Ces subventions devraient atteindre 7,4% du Produit intérieur brut mondial en 2025 selon le Fonds monétaire international, qui a publié vendredi un rapport à l'occasion du Dialogue de haut niveau consacré à l'énergie dans le cadre de l'Assemblée générale des Nations Unies.

Les subventions consistent dans des politiques gouvernementales visant à maintenir le prix final des carburants fossiles en dessous du coût de l'approvisionnement.

Dans les pays riches, elles prennent aussi la forme de mécanismes indirects, comme les crédits d'impôts.

Au contraire, "une tarification efficace des carburants en 2025 réduirait les émissions mondiales de dioxyde de carbone de 36% en dessous des niveaux de référence, ce qui est conforme au maintien du réchauffement climatique à 1,5 degré celsius, tout en augmentant les revenus de manière substantielle, représentant 3,8% du PIB mondial et éviterait 0,9 million de décès prématurés chaque année dus à la pollution atmosphérique locale", ont détaillé les économistes du FMI.

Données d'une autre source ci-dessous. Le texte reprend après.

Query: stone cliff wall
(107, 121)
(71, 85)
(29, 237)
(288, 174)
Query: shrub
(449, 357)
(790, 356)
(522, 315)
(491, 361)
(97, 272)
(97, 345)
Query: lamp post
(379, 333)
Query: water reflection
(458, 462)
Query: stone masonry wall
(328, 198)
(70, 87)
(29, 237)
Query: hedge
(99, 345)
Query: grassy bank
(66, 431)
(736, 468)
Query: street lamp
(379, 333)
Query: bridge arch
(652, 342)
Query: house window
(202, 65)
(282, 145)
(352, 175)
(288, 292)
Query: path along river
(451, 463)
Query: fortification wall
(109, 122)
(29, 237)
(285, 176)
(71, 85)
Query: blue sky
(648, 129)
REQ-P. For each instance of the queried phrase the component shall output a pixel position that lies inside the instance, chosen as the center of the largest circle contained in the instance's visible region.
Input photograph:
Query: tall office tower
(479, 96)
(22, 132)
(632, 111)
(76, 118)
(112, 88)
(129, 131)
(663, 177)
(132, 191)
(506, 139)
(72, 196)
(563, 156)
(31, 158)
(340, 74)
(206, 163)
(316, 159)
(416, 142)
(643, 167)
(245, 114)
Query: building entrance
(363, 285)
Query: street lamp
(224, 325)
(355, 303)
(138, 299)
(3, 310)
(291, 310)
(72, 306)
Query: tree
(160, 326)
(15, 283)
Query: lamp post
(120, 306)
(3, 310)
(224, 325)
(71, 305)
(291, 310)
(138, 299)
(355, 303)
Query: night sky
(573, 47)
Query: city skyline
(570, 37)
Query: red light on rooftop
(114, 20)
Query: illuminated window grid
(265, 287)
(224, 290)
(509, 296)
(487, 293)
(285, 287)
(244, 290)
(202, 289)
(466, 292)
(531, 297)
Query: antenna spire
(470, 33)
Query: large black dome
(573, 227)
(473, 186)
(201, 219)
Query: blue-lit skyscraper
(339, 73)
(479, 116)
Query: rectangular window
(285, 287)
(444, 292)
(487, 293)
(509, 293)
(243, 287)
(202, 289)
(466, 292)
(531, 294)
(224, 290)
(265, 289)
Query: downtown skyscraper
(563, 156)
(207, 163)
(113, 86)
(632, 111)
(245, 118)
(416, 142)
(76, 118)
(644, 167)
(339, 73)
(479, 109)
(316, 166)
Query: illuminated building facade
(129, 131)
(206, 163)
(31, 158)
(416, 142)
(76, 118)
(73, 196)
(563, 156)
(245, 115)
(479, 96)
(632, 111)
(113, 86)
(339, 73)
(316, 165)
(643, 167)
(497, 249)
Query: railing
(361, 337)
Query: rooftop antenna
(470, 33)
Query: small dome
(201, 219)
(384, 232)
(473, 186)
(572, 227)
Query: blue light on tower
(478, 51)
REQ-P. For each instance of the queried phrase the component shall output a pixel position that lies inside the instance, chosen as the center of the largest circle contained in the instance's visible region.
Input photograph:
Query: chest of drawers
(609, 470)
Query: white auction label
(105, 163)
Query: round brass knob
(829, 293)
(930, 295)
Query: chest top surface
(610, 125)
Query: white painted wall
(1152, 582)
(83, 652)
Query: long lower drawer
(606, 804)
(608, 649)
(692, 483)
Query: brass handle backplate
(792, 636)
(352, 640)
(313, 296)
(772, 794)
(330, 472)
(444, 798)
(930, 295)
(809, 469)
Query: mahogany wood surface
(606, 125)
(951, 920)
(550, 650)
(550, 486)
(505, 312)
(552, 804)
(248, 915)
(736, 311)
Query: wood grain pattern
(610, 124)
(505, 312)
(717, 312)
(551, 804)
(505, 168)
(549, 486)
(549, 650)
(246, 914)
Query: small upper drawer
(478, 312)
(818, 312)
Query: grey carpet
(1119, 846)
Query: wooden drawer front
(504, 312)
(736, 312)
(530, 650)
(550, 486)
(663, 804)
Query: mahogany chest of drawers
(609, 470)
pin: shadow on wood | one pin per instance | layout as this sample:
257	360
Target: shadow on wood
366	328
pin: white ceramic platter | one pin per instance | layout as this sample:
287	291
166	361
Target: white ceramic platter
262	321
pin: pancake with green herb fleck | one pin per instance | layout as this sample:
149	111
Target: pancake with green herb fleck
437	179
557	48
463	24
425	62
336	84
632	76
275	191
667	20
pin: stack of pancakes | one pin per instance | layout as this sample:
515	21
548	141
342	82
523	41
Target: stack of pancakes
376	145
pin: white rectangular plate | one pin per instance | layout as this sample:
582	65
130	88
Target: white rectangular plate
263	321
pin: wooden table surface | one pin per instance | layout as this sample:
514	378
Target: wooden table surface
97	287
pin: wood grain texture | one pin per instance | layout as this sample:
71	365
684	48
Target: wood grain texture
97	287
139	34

La question de la tarification des énergies fait débat depuis longtemps.

Dans les pays riches, les gouvernements se heurtent au lobby pétrolier et gazier tandis que dans les pays en développement, toute la problématique est de trouver les moyens de limiter des subventions qui servent aussi à sortir de la précarité énergétique les classes les plus pauvres.

Mais les économistes du FMI observent que "la sous-tarification entraîne une surconsommation de combustibles fossiles, ce qui accélère le réchauffement climatique et exacerbe les problèmes environnementaux nationaux, notamment les pertes en vies humaines dues à la pollution atmosphérique locale et aux embouteillages et accidents excessifs des routes".

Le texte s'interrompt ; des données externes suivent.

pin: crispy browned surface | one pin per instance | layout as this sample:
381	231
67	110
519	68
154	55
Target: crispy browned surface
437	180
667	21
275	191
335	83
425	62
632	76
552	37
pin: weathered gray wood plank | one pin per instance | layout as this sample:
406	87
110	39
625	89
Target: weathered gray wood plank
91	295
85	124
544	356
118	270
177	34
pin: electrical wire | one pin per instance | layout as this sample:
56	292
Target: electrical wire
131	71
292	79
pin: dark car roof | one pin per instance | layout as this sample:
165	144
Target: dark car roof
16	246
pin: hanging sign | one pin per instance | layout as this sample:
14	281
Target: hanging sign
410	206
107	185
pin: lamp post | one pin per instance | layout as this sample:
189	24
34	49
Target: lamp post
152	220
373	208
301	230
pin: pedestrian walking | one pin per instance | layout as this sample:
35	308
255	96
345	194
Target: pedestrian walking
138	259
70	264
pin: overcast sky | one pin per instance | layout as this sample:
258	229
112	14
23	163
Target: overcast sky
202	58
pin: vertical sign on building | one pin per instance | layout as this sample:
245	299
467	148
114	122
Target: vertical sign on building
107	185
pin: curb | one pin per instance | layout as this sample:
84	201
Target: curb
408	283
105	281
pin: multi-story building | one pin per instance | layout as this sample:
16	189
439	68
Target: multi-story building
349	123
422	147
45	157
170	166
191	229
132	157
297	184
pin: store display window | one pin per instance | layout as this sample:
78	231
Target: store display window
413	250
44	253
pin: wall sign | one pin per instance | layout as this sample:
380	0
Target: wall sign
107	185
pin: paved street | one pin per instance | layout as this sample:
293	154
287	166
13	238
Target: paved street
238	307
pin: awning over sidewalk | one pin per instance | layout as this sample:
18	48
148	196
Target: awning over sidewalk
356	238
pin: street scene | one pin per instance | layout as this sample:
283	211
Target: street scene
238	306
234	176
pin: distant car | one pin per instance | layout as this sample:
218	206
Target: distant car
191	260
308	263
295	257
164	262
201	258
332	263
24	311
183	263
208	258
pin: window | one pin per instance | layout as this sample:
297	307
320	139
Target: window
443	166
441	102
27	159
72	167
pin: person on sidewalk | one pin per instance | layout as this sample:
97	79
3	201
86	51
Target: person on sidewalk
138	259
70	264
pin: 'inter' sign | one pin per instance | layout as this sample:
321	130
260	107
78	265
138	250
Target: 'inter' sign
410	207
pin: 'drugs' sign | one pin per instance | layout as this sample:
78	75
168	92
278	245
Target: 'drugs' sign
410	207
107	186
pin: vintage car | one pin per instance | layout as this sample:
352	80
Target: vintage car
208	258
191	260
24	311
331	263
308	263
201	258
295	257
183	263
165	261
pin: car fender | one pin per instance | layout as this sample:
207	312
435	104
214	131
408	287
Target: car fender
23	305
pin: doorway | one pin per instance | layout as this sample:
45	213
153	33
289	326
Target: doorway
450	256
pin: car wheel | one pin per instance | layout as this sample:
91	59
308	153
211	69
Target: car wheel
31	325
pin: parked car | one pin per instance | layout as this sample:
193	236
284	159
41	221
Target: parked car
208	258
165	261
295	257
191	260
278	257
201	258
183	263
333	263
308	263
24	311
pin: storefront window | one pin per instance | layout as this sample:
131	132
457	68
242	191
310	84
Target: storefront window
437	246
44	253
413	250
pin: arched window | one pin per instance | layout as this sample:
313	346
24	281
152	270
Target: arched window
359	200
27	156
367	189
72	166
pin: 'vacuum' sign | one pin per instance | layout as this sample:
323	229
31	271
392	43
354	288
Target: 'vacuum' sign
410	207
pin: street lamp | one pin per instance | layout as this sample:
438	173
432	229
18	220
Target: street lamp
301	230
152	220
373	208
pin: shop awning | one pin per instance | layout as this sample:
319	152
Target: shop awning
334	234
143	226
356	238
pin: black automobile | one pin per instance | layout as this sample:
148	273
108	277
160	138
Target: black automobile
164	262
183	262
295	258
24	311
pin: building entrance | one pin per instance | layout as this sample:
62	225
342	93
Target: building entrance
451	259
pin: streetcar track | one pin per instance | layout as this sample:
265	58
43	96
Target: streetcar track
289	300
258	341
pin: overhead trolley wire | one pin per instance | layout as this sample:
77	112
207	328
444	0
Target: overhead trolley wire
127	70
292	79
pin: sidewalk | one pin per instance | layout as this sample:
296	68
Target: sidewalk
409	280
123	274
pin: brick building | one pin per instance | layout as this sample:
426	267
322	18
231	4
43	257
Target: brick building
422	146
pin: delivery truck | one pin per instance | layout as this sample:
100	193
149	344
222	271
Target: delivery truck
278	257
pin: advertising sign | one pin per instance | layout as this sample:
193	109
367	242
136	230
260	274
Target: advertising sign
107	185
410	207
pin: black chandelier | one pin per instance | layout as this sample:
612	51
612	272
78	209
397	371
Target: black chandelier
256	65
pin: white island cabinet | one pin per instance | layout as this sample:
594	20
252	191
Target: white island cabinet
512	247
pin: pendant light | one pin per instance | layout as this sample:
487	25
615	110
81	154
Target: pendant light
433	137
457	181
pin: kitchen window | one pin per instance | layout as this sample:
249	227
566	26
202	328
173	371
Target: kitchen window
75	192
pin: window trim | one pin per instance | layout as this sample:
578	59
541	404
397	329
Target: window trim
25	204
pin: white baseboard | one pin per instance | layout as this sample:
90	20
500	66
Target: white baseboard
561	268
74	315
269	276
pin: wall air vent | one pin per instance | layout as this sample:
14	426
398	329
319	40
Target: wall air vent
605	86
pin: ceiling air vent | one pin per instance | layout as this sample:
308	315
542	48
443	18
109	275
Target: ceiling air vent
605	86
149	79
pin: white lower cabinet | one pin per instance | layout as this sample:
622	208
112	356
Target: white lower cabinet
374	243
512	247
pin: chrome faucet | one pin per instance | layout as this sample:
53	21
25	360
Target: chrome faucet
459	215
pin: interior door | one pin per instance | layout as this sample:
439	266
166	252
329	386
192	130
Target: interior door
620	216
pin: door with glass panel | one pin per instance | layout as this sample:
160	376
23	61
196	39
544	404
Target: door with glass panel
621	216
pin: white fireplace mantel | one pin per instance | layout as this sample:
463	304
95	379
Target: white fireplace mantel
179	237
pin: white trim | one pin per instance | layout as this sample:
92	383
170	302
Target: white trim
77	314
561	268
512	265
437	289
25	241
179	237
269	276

"Cela est reconnu depuis longtemps, mais à l'échelle mondiale, les pays sont encore loin d'avoir des prix de l'énergie corrects", ajoutent-ils.

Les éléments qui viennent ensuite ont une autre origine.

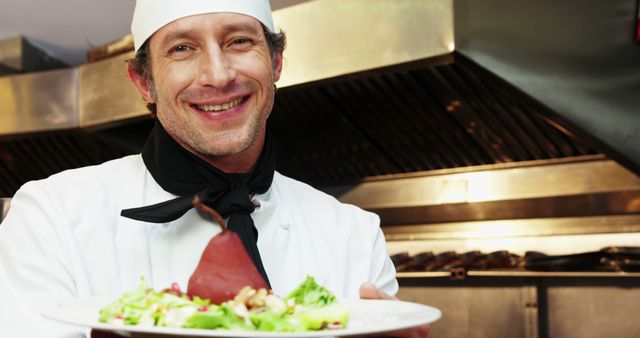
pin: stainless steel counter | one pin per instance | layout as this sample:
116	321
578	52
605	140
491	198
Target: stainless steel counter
528	304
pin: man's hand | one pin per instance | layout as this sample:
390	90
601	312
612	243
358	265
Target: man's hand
370	291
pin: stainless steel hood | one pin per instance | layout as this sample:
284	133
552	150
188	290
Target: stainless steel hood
99	94
376	107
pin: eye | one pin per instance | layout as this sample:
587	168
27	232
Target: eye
241	41
180	49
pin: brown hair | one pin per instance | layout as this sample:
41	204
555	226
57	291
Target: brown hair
141	64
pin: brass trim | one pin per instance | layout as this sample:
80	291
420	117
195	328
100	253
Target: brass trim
535	274
329	38
38	102
106	93
515	228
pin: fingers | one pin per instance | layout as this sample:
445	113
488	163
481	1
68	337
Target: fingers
370	291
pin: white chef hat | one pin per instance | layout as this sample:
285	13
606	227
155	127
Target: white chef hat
151	15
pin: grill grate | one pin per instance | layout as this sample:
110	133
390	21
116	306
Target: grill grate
346	129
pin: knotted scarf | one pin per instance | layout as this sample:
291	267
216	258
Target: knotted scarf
181	173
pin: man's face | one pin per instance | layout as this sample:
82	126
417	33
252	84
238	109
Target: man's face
214	82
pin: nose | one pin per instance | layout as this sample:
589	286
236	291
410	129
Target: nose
216	69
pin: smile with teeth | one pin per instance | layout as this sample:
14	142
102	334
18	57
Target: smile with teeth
219	107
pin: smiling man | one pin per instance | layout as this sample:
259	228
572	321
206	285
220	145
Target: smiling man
207	69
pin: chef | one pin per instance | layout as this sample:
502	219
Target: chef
207	70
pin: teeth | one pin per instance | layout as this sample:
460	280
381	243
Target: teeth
219	107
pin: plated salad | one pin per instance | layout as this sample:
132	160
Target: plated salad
309	307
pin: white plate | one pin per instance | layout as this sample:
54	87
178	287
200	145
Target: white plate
367	316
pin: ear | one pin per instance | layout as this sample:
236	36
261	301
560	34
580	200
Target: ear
141	84
278	66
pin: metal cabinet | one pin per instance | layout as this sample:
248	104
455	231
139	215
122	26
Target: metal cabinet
530	305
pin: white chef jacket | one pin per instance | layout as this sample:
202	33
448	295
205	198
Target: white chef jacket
64	237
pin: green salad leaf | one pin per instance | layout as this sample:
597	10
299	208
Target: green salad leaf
309	307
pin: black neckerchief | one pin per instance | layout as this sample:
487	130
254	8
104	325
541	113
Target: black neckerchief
181	173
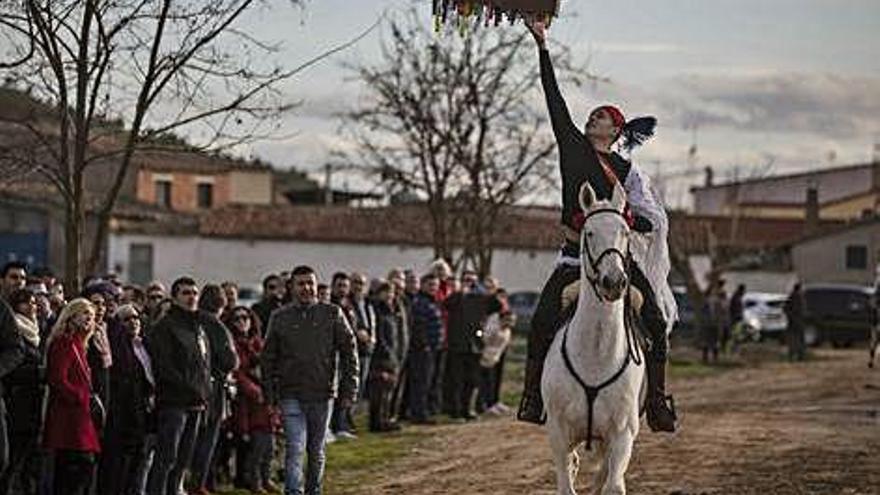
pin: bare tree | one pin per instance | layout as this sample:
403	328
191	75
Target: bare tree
458	123
121	76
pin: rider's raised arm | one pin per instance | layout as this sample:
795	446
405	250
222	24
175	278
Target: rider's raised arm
563	127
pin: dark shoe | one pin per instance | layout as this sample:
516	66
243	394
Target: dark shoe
660	407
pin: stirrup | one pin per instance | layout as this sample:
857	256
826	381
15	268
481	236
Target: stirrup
521	415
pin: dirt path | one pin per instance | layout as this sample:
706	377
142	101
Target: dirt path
777	428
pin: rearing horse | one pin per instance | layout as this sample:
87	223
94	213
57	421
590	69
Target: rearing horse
593	381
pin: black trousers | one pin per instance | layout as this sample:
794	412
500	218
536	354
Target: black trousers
73	472
464	374
381	394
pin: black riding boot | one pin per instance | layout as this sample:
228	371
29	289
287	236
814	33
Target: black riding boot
545	323
660	407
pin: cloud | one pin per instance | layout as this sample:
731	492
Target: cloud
823	104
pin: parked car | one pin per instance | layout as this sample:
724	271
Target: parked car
839	314
764	314
523	304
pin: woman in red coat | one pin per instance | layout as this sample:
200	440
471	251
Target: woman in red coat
70	435
254	420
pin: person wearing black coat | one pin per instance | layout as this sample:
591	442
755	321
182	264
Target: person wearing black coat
224	360
131	415
181	355
11	356
385	363
24	393
467	311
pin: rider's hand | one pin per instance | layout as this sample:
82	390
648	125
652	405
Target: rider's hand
539	31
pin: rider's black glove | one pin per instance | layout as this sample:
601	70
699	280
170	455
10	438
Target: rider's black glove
642	225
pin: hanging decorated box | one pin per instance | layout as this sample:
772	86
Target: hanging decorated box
487	12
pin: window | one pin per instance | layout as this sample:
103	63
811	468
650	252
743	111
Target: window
856	257
163	193
140	263
205	195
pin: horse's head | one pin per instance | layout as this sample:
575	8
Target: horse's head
605	242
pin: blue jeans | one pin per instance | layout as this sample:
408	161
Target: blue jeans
206	440
175	441
305	426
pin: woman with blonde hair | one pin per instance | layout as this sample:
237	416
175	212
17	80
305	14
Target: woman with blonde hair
70	433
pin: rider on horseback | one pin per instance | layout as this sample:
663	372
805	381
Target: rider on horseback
588	157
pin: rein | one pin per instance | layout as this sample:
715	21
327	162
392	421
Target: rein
633	354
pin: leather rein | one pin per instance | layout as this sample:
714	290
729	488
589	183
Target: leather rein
632	356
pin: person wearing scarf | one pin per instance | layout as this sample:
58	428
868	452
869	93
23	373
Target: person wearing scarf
24	394
588	157
126	462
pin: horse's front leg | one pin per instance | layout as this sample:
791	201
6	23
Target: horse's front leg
617	455
565	459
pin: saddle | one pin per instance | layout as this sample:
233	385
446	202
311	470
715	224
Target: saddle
572	291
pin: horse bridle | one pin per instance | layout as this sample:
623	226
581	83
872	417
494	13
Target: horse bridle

"La sous-évaluation des combustibles fossiles sape les objectifs environnementaux nationaux et mondiaux, nuit aux populations et à la planète", estime Kristalina Georgieva, la directrice générale du FMI, qui reconnait que "augmenter les prix est vraiment difficile".

"Mais ne rien faire poserait des défis encore plus grand", a-t-elle souligné.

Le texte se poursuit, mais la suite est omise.